University of Arizona Cooperative Extension scientists are working with the U.S. Food and Drug Administration, Yuma growers, the Arizona Department of Agriculture and local irrigation districts on a multi-year study to look at growing practices and the environment in the Yuma produce growing region.
The multi-partner study comes in order to provide recommendations toward enhanced food safety after the 2018 outbreak of E.coli O157:H7 linked to romaine lettuce grown in the area.
While the FDA, the Arizona Department of Agriculture and other state partners conducted an environmental assessment from June through August 2018 that narrowed the scope of the outbreak, the specific origin, the environmental distribution and the potential reservoirs of the outbreak strain remain unknown.

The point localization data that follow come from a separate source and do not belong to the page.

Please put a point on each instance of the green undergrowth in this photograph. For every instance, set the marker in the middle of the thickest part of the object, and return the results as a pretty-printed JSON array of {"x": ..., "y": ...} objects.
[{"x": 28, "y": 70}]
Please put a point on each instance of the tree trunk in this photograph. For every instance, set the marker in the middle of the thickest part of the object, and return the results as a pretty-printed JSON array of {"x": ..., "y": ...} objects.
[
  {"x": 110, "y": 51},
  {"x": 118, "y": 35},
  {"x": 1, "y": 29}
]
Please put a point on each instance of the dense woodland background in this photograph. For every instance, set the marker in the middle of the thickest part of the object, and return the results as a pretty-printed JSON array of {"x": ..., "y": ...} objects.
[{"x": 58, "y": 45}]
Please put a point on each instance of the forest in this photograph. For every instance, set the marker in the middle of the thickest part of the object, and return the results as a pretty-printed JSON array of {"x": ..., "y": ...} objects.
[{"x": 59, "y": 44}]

As part of the study, UA researchers will work with the FDA, Yuma Area Leafy Greens Industry and the Wellton-Mohawk Irrigation and Drainage District to:
- assess potential sources of microbial contamination in the growing region; and,
- look at the prevalence and persistence of pathogens in the ecosystem and the effect that temporal fluctuations from season to season might have on microorganisms of public health significance that may be in or near the growing environment.

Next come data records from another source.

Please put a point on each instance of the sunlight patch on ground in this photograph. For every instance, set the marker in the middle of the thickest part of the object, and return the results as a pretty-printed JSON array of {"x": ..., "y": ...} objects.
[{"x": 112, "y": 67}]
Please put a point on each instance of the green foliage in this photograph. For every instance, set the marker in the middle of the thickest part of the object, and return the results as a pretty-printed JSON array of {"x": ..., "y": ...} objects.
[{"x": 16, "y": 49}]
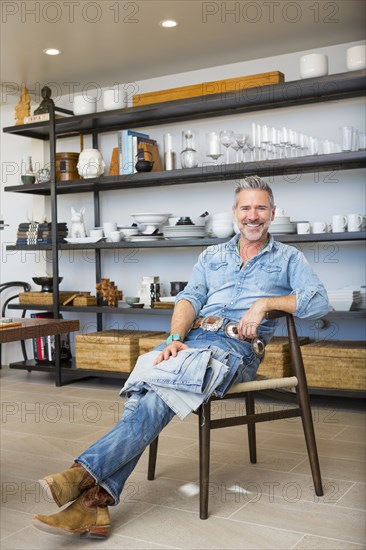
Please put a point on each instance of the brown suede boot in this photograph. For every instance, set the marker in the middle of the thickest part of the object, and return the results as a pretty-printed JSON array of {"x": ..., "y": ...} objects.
[
  {"x": 87, "y": 516},
  {"x": 68, "y": 485}
]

UA researchers will use key learnings to provide recommendations to Yuma growers toward best management practices to enhance food safety in the region.
"University of Arizona assistants in extension, students and staff will be collecting and examining samples from the environment such as surface water, canal sediment and dust. The team will also be collecting scat samples to assess the impact that animal intrusion and native wildlife in the area may have on the growing environment," said Channah Rock, UA professor and extension specialist.
Collaborators say the findings from the study will contribute new information on how various environmental influences on bacterial persistence and distribution in the Yuma agricultural region impact the risk of produce becoming contaminated, leading to improved growing and harvesting practices to prevent or mitigate those risks, and ultimately enhancing the safety of produce grown in the region.
"While production of safe food is paramount to growers of leafy greens, outbreaks still occur. Because of the commitment of local Yuma produce industry to food safety, we're able to work side-by-side to find solutions, enhance food safety and ultimately protect public health," Rock said.